What can we learn from antibody tests?  If your antibody test is positive, you probably had a SARS-CoV-2 infection in the past, even if you do not remember being sick.  If you do not have symptoms, and you have not been around someone with COVID-19, then you are not likely to have a current infection.  Continue normal activities, but with vigilant precautions.  Wear a mask and social distance.  These precautions reduce the spread of the disease.

Categories
2020 COVID-19 Testing

Antigen Tests

Elon Musk recently tweeted that he was tested four times in the same day.  Two tests were positive, and two tests were negative.  How can this be? 
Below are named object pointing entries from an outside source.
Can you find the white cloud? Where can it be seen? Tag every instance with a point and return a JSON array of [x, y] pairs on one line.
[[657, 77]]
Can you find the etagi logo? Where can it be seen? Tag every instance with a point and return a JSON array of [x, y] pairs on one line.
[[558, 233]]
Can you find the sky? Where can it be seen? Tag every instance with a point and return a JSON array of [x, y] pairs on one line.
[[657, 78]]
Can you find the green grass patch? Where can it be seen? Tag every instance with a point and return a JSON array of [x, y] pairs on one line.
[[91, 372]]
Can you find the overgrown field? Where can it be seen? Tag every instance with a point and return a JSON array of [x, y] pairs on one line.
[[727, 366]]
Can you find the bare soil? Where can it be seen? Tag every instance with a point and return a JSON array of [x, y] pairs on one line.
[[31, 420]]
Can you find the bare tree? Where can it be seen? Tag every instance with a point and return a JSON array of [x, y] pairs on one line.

Mr. Musk was tested with the BD Veritor Plus rapid antigen test for SARS-CoV-2.  BD Veritor is one of several SARS-CoV-2 antigen tests made available in the United States by an Emergency Use Authorization (EUA) with the FDA.  While PCR tests have some limitations, antigen tests are fraught with many more challenges that bring their results into question.  
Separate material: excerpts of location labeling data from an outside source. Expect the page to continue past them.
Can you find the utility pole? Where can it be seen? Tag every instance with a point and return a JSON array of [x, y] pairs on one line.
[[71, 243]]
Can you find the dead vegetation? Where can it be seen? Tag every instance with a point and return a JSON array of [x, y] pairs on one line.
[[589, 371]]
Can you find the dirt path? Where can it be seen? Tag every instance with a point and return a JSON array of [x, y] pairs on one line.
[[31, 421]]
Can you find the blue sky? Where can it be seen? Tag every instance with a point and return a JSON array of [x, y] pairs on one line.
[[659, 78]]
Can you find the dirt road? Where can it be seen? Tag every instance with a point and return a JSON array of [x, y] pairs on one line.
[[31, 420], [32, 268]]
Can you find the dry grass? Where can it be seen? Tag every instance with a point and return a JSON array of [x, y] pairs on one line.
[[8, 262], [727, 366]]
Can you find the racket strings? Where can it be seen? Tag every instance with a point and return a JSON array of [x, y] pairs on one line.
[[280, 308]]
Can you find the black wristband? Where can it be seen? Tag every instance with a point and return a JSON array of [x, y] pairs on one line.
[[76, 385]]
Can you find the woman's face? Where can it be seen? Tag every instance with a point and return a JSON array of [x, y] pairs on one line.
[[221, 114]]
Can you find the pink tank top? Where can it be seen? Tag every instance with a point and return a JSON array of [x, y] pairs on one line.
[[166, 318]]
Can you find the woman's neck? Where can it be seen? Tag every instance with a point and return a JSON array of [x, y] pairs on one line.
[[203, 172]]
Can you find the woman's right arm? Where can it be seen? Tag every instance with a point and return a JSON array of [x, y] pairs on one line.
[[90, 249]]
First the good news.  Antigen tests are cheap, plentiful, and rapid, usually providing results in 15 minutes or less.  And, with one exception, all antigen tests can be performed in laboratories operating under a CLIA Certificate of Waiver, meaning that they can be performed by personnel with very little education in laboratory science.

So what’s the bad news?  I see three major problems with antigen tests: the test process, the lack of amplification, and poor sensitivity.

The antigen tests from different vendors all follow, with minor variations, the same process.  A sample is collected on a swab, usually from the back of the nose (nasopharynx), and the swab is placed in an incubation well on the test device.  A few drops of reagent containing antibodies against the target (in this case, the SARS-CoV-2 virus capsule) are added.  If the antibodies bind to the target, a signal is sent to the test system.  This signal is usually a color change.  The whole process is very much like a home urine pregnancy test.  

Well, what could go wrong with that?  Strong lines are easy to see, but what about faint lines?  Where is the cut-off between positive and negative?  Some vendors include a reader calibrated to take the guesswork out of reading results, but you begin to see the problem.  The test system introduces an element of subjectivity and operator technique that varies from tester to tester, and these variations impact test results.  Recall that most of these tests are intended to be performed by personnel with very little training in laboratory medicine.  

This process lacks the amplification step of PCR.  That means when the swab is scraped against the back of the nose, what rubs off is all that you have for the test.  If you happened to not scrap off enough virus in an infected person, too bad—the test will be negative.

And that brings me to the final problem with antigen tests: low sensitivity.  According to the FDA submissions by BD, the antigen test used on Mr. Musk has a sensitivity that may be as low as 67%.  What does that mean?  Sensitivity of 67% means that one out of every three infected patients tests negative with the system. That’s right: wrong answers one-third of the time! And that is in the best of circumstances, using data that the manufacturer chose to submit to the FDA. These tests are not always used in the best of circumstances; remember, the test is approved for use by personnel with very little education in laboratory science.

BD makes the following statement in its submission to the FDA: “Negative test results do not preclude infection and should not be used as the sole basis for treatment or other patient management decisions, including infection control decisions, particularly in the presence of clinical signs and symptoms consistent with COVID-19, or in those who have been in contact with the virus. It is recommended that these results be confirmed by a molecular testing method, if necessary, for patient management.” Mr. Musk’s experience is not surprising.

My colleague says she has a Magic 8Ball on her desk that is a lot like an antigen test: it’s cheap, plentiful and rapid. And, she says, it gives about as many correct answers. I agree.